A bola de basquete do Pérsio era de couro marrom, com gomos muito bem costurados  e tinha aquele cheirinho de couro novo que todos nós apreciamos.

O caçula  montou no seu velocípede de imediato e já deu umas voltas externando toda a sua alegria, com um lindo sorriso e brilhos nos olhos.

Em fim o meu presente. Lá estava a grande caixa de papelão que na sua tampa estampava uma gravura da composição do trem  dos meus sonhos.

Após todos abrirem os presentes, subimos para cearmos. Os brinquedos foram vistos, apalpados e cheirados, mas para brincar mesmo só no dia seguinte. Essa era a regra lá de casa.
Todos à mesa e meu pai dizia algumas palavras de agradecimento ao menino Jesus pela fartura daquela refeição, pelo  bom ano, pela nossa saúde e pela prosperidade. Daí  sim iniciávamos a ceia.

Após muitas conversas e a barriga cheia, o sono surgiu de repente e nós crianças fomos todos cambaleando para as nossas camas. Desmaiamos de sono!

O dia amanheceu e eu desci desesperado  para montar o meu trem elétrico.

Escolhi um lugar seguro embaixo da escada que era ideal para se montar os trilhos.

Assim fui montando um a um os segmentos de trilhos, até que o circuito composto de duas retas e duas curvas de 180º graus se formou. Agora faltava ligar o transformador e pronto.

A  energia elétrica estava ligada e a locomotiva já podia se mover, bastava apenas colocá-la nos trilhos.

Na sequência montei o cenário, que consistia de uma estação ferroviária  e uma casa de fazenda com miniaturas de vacas, cavalos etc.

Enfim, tudo pronto. Peguei a locomotiva de dentro da caixa e a instalei  nos trilhos.

Meu Deus, que imponência! Era a réplica de uma locomotiva elétrica “GE A1A- A1A” e estava nas minhas mãos! 100t de peso e quase 20 metros de comprimento!

Ela era na cor azul e tinha a marca da Companhia Paulista de Estradas de Ferro “CP” em branco. Igualzinha a verdadeira.

Sim, eu sabia, pois viajei varias vezes nesse trem quando ia para Barretos, cidade onde nasceu o meu pai.
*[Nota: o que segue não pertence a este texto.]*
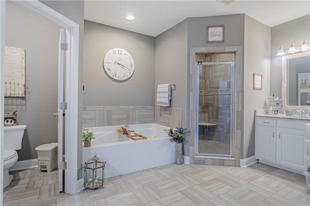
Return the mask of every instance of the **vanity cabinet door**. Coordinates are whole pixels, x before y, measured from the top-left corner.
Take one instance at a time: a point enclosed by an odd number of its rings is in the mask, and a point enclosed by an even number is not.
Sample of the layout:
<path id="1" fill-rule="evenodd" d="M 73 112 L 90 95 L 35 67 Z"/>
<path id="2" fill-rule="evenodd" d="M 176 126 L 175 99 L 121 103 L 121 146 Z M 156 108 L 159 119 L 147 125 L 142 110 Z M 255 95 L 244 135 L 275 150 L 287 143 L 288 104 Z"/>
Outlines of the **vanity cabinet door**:
<path id="1" fill-rule="evenodd" d="M 306 171 L 304 156 L 307 154 L 304 140 L 306 131 L 278 128 L 277 134 L 277 163 L 296 170 Z"/>
<path id="2" fill-rule="evenodd" d="M 256 159 L 276 162 L 276 128 L 258 125 Z"/>

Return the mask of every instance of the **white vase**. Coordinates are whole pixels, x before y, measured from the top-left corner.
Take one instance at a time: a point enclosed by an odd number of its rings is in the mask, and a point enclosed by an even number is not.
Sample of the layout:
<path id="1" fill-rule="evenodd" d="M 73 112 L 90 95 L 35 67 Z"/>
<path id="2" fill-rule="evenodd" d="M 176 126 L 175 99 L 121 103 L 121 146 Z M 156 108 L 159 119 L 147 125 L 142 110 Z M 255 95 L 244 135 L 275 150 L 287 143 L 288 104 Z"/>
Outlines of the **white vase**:
<path id="1" fill-rule="evenodd" d="M 177 164 L 182 164 L 183 162 L 183 144 L 176 144 L 176 163 Z"/>

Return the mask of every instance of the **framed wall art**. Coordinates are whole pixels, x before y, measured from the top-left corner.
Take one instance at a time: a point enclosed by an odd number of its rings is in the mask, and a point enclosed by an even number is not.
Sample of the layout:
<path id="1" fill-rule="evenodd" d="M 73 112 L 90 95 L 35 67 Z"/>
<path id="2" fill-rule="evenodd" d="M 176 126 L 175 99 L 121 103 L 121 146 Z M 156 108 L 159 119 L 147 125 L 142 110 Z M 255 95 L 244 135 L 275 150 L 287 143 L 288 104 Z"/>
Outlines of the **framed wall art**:
<path id="1" fill-rule="evenodd" d="M 207 43 L 224 42 L 224 25 L 207 27 Z"/>
<path id="2" fill-rule="evenodd" d="M 254 89 L 263 89 L 263 74 L 253 74 L 253 88 Z"/>

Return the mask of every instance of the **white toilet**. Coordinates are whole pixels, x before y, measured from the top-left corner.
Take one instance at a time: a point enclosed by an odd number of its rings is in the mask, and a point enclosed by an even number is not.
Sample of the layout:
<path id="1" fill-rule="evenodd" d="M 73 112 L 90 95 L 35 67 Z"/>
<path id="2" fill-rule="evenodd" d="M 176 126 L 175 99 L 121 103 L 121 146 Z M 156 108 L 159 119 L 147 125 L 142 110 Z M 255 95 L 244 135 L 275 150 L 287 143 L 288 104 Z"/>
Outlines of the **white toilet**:
<path id="1" fill-rule="evenodd" d="M 3 147 L 3 188 L 10 185 L 13 176 L 9 174 L 10 168 L 18 159 L 16 150 L 21 149 L 21 143 L 26 125 L 4 127 Z"/>

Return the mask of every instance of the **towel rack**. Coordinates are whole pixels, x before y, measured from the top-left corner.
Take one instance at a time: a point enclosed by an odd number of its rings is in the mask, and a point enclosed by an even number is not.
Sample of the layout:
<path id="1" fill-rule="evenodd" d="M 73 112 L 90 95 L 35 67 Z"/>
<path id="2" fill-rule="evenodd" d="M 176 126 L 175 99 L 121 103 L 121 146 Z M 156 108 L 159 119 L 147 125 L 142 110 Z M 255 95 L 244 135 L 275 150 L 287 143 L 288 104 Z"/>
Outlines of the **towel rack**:
<path id="1" fill-rule="evenodd" d="M 169 83 L 169 85 L 170 86 L 173 85 L 174 86 L 175 86 L 175 84 Z M 156 87 L 157 87 L 157 86 L 156 86 Z"/>

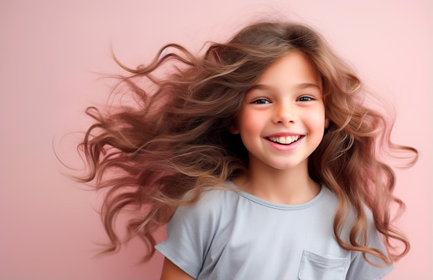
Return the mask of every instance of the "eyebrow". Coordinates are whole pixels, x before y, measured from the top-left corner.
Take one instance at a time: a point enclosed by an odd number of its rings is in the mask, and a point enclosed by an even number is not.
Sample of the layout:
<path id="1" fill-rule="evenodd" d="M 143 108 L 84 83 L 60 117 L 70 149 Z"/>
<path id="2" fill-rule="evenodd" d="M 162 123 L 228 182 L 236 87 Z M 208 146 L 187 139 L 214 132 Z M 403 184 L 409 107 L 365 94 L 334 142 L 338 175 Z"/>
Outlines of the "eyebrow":
<path id="1" fill-rule="evenodd" d="M 311 83 L 302 83 L 302 84 L 298 84 L 295 86 L 295 88 L 297 89 L 305 89 L 305 88 L 317 88 L 319 91 L 320 91 L 320 87 L 319 86 L 317 86 L 315 84 L 311 84 Z M 248 91 L 252 91 L 254 89 L 261 89 L 261 90 L 270 90 L 272 89 L 273 86 L 268 86 L 267 84 L 255 84 L 254 86 L 251 86 Z"/>

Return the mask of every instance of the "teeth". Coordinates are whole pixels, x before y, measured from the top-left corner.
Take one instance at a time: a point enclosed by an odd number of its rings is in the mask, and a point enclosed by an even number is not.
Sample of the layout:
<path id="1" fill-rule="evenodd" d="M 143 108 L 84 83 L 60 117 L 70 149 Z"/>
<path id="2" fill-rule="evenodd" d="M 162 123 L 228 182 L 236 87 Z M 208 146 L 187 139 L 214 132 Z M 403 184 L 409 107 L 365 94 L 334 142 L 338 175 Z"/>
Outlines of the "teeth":
<path id="1" fill-rule="evenodd" d="M 297 141 L 300 138 L 300 136 L 287 136 L 287 137 L 268 137 L 270 141 L 279 144 L 291 144 Z"/>

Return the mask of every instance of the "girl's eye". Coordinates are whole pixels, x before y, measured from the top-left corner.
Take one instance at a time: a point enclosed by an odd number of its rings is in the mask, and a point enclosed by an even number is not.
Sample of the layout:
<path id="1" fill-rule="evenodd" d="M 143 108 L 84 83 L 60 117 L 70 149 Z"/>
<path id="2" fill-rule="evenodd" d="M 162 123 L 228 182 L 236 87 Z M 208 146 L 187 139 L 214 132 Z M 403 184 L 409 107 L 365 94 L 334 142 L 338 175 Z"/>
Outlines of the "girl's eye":
<path id="1" fill-rule="evenodd" d="M 311 101 L 313 98 L 309 96 L 302 96 L 298 99 L 298 101 Z"/>
<path id="2" fill-rule="evenodd" d="M 253 104 L 268 104 L 270 103 L 269 101 L 266 100 L 264 98 L 257 99 L 252 102 Z"/>

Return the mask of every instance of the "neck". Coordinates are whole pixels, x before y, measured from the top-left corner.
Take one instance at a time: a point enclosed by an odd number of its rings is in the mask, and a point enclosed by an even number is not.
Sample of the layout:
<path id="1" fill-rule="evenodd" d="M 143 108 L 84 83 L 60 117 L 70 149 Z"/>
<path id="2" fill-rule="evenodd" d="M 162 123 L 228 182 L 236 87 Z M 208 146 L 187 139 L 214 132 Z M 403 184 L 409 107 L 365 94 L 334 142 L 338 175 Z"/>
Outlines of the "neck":
<path id="1" fill-rule="evenodd" d="M 306 160 L 284 170 L 250 162 L 248 174 L 241 175 L 233 183 L 246 192 L 280 204 L 305 203 L 320 191 L 320 185 L 308 175 Z"/>

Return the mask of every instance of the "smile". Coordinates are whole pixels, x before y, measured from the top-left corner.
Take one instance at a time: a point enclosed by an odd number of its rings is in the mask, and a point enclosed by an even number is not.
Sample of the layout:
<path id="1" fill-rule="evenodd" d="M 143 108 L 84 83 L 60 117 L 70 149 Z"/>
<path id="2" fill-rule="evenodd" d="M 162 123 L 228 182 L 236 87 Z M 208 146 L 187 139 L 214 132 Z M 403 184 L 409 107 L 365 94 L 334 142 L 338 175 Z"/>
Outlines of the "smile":
<path id="1" fill-rule="evenodd" d="M 292 144 L 294 142 L 297 141 L 301 138 L 301 136 L 286 136 L 286 137 L 277 137 L 277 136 L 270 136 L 266 137 L 266 139 L 270 142 L 273 142 L 274 143 L 282 144 Z"/>

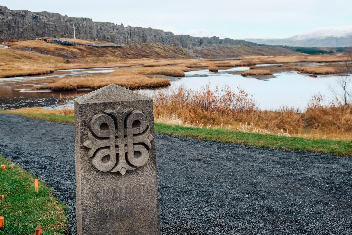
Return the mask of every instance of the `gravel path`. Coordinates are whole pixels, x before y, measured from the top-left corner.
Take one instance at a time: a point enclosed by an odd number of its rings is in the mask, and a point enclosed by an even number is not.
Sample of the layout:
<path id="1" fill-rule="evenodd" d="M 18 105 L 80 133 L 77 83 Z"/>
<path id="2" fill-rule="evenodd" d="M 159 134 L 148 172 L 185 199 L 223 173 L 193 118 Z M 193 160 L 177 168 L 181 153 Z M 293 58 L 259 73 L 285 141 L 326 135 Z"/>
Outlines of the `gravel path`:
<path id="1" fill-rule="evenodd" d="M 74 125 L 0 114 L 0 153 L 52 187 L 75 234 Z M 352 234 L 352 158 L 156 134 L 163 234 Z"/>

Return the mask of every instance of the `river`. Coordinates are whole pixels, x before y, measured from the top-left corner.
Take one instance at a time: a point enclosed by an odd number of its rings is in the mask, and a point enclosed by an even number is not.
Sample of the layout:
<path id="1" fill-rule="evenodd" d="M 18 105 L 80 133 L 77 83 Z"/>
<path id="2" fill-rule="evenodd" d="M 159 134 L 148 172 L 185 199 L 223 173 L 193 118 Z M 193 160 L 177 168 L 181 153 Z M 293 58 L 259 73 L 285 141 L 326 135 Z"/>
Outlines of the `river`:
<path id="1" fill-rule="evenodd" d="M 26 84 L 26 81 L 108 74 L 116 69 L 69 69 L 58 70 L 49 75 L 39 76 L 0 79 L 0 86 L 2 84 L 3 86 L 0 87 L 0 108 L 11 109 L 38 106 L 46 109 L 59 109 L 63 105 L 72 107 L 74 99 L 91 90 L 83 89 L 73 92 L 44 91 L 38 92 L 33 88 L 40 84 Z M 240 85 L 244 87 L 249 94 L 253 94 L 262 109 L 275 109 L 284 105 L 303 110 L 312 96 L 318 92 L 326 96 L 328 99 L 332 99 L 329 87 L 336 86 L 337 80 L 339 78 L 335 75 L 320 75 L 313 78 L 291 71 L 274 74 L 276 78 L 260 80 L 231 73 L 249 69 L 248 67 L 235 67 L 220 70 L 217 73 L 209 72 L 207 69 L 186 72 L 185 77 L 171 81 L 170 88 L 183 85 L 197 89 L 208 82 L 213 88 L 216 85 L 221 86 L 226 84 L 236 89 Z M 19 82 L 23 85 L 19 85 Z M 152 90 L 146 90 L 145 91 L 149 93 L 153 92 Z M 64 100 L 60 100 L 60 93 L 65 97 Z"/>

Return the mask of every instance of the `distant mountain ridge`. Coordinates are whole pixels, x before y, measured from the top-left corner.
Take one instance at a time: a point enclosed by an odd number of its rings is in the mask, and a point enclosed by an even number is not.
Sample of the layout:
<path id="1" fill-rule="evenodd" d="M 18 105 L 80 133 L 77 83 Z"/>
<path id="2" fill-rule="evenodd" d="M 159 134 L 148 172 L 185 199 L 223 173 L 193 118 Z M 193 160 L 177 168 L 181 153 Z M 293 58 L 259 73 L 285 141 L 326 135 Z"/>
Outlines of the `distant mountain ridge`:
<path id="1" fill-rule="evenodd" d="M 340 47 L 352 45 L 352 25 L 315 28 L 286 38 L 245 38 L 258 44 L 293 47 Z"/>

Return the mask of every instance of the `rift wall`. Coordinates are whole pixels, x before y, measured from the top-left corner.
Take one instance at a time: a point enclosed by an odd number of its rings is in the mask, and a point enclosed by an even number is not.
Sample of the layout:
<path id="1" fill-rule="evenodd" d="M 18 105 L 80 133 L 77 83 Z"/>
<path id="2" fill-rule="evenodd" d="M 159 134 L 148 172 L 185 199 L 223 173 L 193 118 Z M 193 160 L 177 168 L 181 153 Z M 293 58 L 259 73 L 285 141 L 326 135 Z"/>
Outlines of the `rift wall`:
<path id="1" fill-rule="evenodd" d="M 224 44 L 257 46 L 257 43 L 214 37 L 198 38 L 175 35 L 170 32 L 128 26 L 113 23 L 94 22 L 89 18 L 69 17 L 47 12 L 32 12 L 13 11 L 0 6 L 0 40 L 11 38 L 34 39 L 37 37 L 73 38 L 75 24 L 76 38 L 128 44 L 132 43 L 156 43 L 191 49 L 203 45 Z"/>

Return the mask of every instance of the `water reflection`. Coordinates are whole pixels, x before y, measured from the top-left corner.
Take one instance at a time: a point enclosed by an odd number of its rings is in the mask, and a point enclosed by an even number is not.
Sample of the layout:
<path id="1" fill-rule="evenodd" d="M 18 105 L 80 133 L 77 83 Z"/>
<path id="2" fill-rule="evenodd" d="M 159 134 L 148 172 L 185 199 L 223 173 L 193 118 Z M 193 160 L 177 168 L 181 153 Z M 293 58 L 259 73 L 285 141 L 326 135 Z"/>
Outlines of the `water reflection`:
<path id="1" fill-rule="evenodd" d="M 289 71 L 274 74 L 277 77 L 265 80 L 243 77 L 240 75 L 230 73 L 234 71 L 249 69 L 248 67 L 237 67 L 227 69 L 219 70 L 219 72 L 209 72 L 208 69 L 201 69 L 185 73 L 186 76 L 171 81 L 172 89 L 177 86 L 184 85 L 189 88 L 197 89 L 208 82 L 210 87 L 214 89 L 217 85 L 220 86 L 226 84 L 234 89 L 239 86 L 244 87 L 246 91 L 252 94 L 262 109 L 275 109 L 284 105 L 304 109 L 312 96 L 320 92 L 328 98 L 332 98 L 329 86 L 334 87 L 337 84 L 338 76 L 321 75 L 312 78 L 308 75 L 300 74 L 295 71 Z M 71 69 L 70 76 L 75 76 L 81 71 L 84 73 L 109 73 L 109 69 Z M 67 73 L 58 71 L 50 76 L 60 76 Z M 65 75 L 65 76 L 67 76 Z M 27 79 L 32 79 L 38 76 Z M 43 77 L 41 77 L 42 78 Z M 60 92 L 37 92 L 35 89 L 29 90 L 29 86 L 10 86 L 0 87 L 0 107 L 6 109 L 18 109 L 34 106 L 46 109 L 59 109 L 63 105 L 73 107 L 73 100 L 90 91 L 89 89 L 81 89 L 74 92 L 62 92 L 62 95 L 67 100 L 63 102 L 59 98 Z M 154 90 L 143 91 L 150 94 Z M 28 92 L 29 91 L 31 92 Z"/>

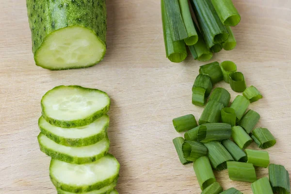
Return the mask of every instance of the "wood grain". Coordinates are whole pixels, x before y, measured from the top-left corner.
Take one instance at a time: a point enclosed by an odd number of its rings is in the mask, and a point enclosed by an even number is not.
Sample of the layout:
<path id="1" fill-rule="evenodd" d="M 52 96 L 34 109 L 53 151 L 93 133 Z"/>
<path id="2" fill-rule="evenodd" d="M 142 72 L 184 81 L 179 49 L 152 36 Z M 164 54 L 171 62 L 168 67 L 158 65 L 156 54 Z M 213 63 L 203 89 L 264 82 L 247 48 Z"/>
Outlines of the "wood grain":
<path id="1" fill-rule="evenodd" d="M 247 84 L 264 98 L 250 108 L 261 115 L 258 126 L 277 139 L 271 162 L 291 173 L 291 1 L 235 0 L 242 16 L 233 28 L 237 48 L 216 54 L 211 62 L 232 60 Z M 192 165 L 181 165 L 172 140 L 172 119 L 203 108 L 191 103 L 191 87 L 204 63 L 189 56 L 180 64 L 165 58 L 160 1 L 107 1 L 108 52 L 93 67 L 50 71 L 34 65 L 25 2 L 0 1 L 0 194 L 51 194 L 49 158 L 39 150 L 36 136 L 42 96 L 53 87 L 77 84 L 106 91 L 110 151 L 120 162 L 120 194 L 200 194 Z M 238 94 L 230 92 L 231 99 Z M 253 143 L 250 148 L 255 148 Z M 257 169 L 259 178 L 268 170 Z M 226 189 L 252 193 L 250 184 L 215 173 Z"/>

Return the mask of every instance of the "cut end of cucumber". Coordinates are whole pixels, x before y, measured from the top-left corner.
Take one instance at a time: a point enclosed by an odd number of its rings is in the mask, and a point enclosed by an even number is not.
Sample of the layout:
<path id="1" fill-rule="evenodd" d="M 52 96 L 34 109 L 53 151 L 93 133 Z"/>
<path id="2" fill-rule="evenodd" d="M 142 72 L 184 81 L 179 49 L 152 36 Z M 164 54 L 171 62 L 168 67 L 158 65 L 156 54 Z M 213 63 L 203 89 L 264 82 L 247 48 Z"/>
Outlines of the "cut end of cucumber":
<path id="1" fill-rule="evenodd" d="M 35 52 L 34 60 L 37 65 L 51 70 L 86 67 L 101 61 L 106 49 L 93 31 L 73 26 L 48 34 Z"/>

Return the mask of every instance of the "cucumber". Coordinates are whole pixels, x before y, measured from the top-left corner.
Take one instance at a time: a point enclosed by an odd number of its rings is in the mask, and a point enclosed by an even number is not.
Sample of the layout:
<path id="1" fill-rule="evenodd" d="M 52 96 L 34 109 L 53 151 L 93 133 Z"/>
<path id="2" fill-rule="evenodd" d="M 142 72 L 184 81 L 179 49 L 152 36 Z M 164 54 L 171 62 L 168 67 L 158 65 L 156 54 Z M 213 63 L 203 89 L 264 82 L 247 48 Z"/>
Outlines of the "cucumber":
<path id="1" fill-rule="evenodd" d="M 37 65 L 51 70 L 82 68 L 106 50 L 105 0 L 27 0 Z"/>
<path id="2" fill-rule="evenodd" d="M 118 177 L 120 164 L 111 154 L 84 164 L 52 159 L 49 177 L 54 185 L 63 191 L 81 193 L 108 186 Z"/>
<path id="3" fill-rule="evenodd" d="M 37 136 L 40 150 L 52 158 L 74 164 L 96 161 L 105 155 L 110 142 L 106 137 L 95 144 L 83 147 L 69 147 L 58 144 L 41 132 Z"/>
<path id="4" fill-rule="evenodd" d="M 57 144 L 71 147 L 94 144 L 107 134 L 109 117 L 105 114 L 93 123 L 76 128 L 62 128 L 50 125 L 43 116 L 38 119 L 38 127 L 42 133 Z"/>
<path id="5" fill-rule="evenodd" d="M 106 114 L 110 107 L 107 94 L 77 85 L 57 86 L 41 99 L 42 114 L 55 126 L 82 127 Z"/>

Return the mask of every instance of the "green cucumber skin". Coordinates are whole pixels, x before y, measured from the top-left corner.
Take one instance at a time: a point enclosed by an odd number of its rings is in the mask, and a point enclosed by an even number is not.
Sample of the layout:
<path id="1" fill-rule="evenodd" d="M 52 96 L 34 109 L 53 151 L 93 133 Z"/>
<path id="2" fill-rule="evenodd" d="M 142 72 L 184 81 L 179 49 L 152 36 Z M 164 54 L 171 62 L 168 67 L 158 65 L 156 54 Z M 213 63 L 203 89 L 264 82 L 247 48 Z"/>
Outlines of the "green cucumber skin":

Coloquei-a nos trilhos. Acionei a alavanca de avante no transformador e pronto. Lá foi minha locomotiva desfilando pelos trilhos. Eu estava maravilhado! Eu me deitava com a cabeça junto aos trilhos e a admirava com meu próprio zoom a passagem dela quase raspando no meu rosto.

Após algumas voltas parei a GE na estação e fui pegando um a um dos cinco vagões que formavam a composição:

O do correio, o restaurante, o pullman, o de primeira classe e o de segunda classe. Todos na cor azul e o teto em prata. Fui colocando-os nos trilhos, sentindo, admirando e recordando minhas viagens.

Enfim a composição estava completa, todos os vagões engatados à locomotiva e tudo pronto para iniciar a viagem inaugural do meu trem! Só minha!

Assim a composição partiu. Eu me posicionei deitado junto aos trilhos e extasiado com a passagem de cada vagão junto ao meu rosto.

 O vagão Pulman com suas poltronas giratórias, o restaurante com suas mesinhas ornadas cada uma  com o seu abajur, o de primeira classe com seus bancos estofados  na cor vinho e o da segunda classe com  bancos revestidos de palhinha.

Assim o trem passava e por vezes eu era acordado por alguém, pois havia dormido embalado pelo som  dos trilhos emitido pelas rodas passando pelas suas emendas: tetreque-tetreque, tetreque-tetreque... E viajando, viajando me veio um sono danado. Vou cochilar por essa prazerosa lembrança.